Drugmakers that are early adopters of GLP-1s will be best positioned to capitalize on a new and booming industry. Many smaller manufacturers are developing proprietary GLP-1s to compete with established brands; some are innovating to make treatment more efficient. For example, Structure Therapeutics is developing an oral GLP-1 pill that can be taken at any time, making it easier for patients who may be hesitant about injections. Also, Altimmune is developing a dual GLP-1/glucagon receptor agonist that can simultaneously preserve lean muscle mass, unlike current drugs that tend to erode muscle alongside fat. As more research is poured into the industry, these manufacturers will have the opportunity to differentiate themselves.
Final Word
The evolving insulin and GLP-1 market points to an uneasy balance going forward. For patients with Type 2 diabetes who can reduce their insulin use, the growth of GLP-1s will expand treatment options, but the shift in manufacturers’ focus raises questions about long-term access and supply stability for those who depend on insulin to survive. Currently, those who have relied on now-discontinued insulin pens have had to switch to syringes and vials, which adds the pressure of measuring correct dosages and injecting themselves. As major manufacturers continue their trend of terminating certain insulins, more patients will likely have to switch to older, less safeguarded forms of injecting themselves, according to a 2024 report from StatNews.

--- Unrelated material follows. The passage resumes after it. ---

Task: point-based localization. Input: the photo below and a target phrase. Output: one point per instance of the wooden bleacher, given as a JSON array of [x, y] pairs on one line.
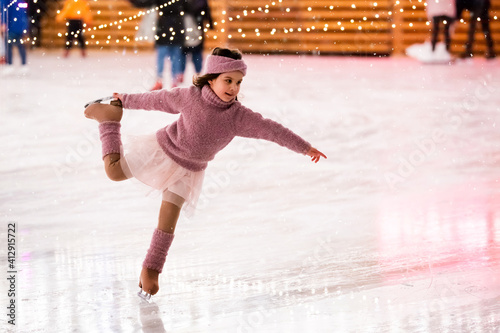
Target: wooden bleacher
[[350, 27]]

GLP-1 manufacturers have also started to face some pushback on pricing. In May 2026, Maryland was the first state to cap the amount that state and local government health plans will pay for Ozempic. While done to regulate government budgets, this could inadvertently lower consumers' out-of-pocket costs for those plans, helping bring down the drug's price. Other states, such as Colorado, have been considering similar caps. Also, in April 2026, Canada approved the first generic Ozempic, after Novo Nordisk’s regulatory exclusivity ended in January. As generics begin to permeate the US, the price of the drug will likely go down significantly.
GLP-1s have played an outsized role in revitalizing revenue that manufacturers previously saw from insulin. As the industry continues to mature, manufacturers will begin engaging in price competition to keep their customer base. At the same time, the next phase of the market will depend on whether the industry can keep insulin reliably available to those who require it to survive.